Authors: Chuanyi Zhang, Yazhou Yao, Huafeng Liu, Guo-Sen Xie, Xiangbo Shu, Tianfei Zhou, Zheng Zhang, Fumin Shen, Zhenmin Tang12781-12788

AAAI 2020 | Conference PDF | Archive PDF | Plain Text | LLM Run Details

Reproducibility Variable Result LLM Response
Research Type Experimental Extensive experiments on three commonly used fine-grained datasets demonstrate that our approach is much superior to state-of-the-art webly supervised methods.
Researcher Affiliation Academia Nanjing University of Science and Technology, China, Inception Institute of Artificial Intelligence, UAE Harbin Institute of Technology, Shenzhen, China, University of Electronic Science and Technology of China
Pseudocode Yes Algorithm 1: Softly Update-Drop Training
Open Source Code Yes The data and source code of this work have been made anonymously available at: https://github.com/z337-408/WSNFGVC.

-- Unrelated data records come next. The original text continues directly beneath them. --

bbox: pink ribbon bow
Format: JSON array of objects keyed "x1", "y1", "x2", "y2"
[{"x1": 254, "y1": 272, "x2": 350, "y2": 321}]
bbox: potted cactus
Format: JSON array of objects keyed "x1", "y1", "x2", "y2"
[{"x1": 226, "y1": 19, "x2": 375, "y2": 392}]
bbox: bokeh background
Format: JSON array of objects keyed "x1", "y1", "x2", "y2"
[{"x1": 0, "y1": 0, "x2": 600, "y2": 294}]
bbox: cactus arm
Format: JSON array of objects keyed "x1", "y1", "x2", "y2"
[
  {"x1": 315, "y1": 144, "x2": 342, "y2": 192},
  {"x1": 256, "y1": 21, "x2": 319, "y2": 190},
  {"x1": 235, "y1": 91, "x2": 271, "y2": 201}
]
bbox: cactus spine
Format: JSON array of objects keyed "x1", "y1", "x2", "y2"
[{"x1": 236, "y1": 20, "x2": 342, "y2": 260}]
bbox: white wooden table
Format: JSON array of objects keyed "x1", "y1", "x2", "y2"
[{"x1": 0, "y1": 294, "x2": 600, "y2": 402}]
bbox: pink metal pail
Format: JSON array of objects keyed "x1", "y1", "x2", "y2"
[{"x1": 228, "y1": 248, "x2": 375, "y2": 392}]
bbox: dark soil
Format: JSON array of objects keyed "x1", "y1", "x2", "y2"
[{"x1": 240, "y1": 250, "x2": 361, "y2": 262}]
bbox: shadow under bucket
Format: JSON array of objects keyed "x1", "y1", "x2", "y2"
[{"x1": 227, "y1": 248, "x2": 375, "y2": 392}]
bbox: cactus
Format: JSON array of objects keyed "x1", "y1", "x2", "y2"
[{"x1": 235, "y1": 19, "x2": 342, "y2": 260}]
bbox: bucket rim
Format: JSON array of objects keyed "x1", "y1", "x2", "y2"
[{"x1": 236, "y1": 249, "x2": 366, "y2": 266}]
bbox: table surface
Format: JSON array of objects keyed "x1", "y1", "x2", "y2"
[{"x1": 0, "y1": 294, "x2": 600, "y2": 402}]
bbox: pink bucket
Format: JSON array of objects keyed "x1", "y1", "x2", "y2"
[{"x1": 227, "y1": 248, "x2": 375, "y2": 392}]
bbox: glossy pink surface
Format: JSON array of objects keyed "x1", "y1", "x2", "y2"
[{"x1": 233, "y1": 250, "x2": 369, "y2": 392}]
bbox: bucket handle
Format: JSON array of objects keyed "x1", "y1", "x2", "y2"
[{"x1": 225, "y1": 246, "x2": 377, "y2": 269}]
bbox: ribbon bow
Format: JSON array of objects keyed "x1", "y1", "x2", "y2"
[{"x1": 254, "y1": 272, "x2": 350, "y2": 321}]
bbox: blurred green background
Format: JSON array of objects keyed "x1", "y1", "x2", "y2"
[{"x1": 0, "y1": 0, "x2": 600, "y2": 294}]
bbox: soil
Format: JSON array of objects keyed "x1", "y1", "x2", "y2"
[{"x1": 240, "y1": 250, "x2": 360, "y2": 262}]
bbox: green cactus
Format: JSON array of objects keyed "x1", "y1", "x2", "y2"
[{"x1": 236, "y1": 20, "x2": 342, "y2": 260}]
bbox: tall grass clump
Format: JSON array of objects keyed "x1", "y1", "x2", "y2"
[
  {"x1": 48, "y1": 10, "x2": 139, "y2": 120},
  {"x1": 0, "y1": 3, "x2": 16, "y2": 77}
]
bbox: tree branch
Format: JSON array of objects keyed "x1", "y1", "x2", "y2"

Open Datasets Yes We evaluate our approach on three benchmark fine-grained datasets, CUB200-2011 (Wah et al. 2011), FGVC-aircraft (Maji et al. 2013), and Cars-196 (Krause et al. 2013).
Dataset Splits No The paper states, "We treat the retrieved web images as the training set and directly adopt the testing data from CUB200-2011, FGVC-aircraft, and Cars-196 as the test set". While it defines training and test sets, it does not explicitly mention a separate validation set or provide details on how data was split for validation, such as percentages or counts.
Hardware Specification Yes Experiments are conducted on two NVIDIA V100 GPU cards.
Software Dependencies No The paper mentions using "Adam optimizer" and "VGG-16" for initialization, but it does not specify version numbers for any software dependencies like programming languages, deep learning frameworks (e.g., PyTorch, TensorFlow), or other libraries.
Experiment Setup Yes We select the maximum drop rate τ from the values of {0.15, 0.2, 0.25, 0.3} and epoch Tk from the values of {5, 10, 15, 20}. Through experiments, we ultimately set τ = 0.25 and Tk = 10 as the default value on CUB200 and FGVC-aircraft datasets, and set τ = 0.20 and Tk = 10 on Cars-196 dataset. For model training, we follow (Lin, Roy Chowdhury, and Maji 2015) and adopt a two-step training strategy. Specifically, we first freeze the convolutional layer parameters and only optimize the last fully connected layer. Then we optimize all layers in the previously learned model. In the experiment, we use Adam optimizer with momentum=0.9. The learning rate, batch size, and epoch number in the first step are set to 0.001, 128 and 200, while in the second step, they are set to 0.0001, 64 and 100, respectively.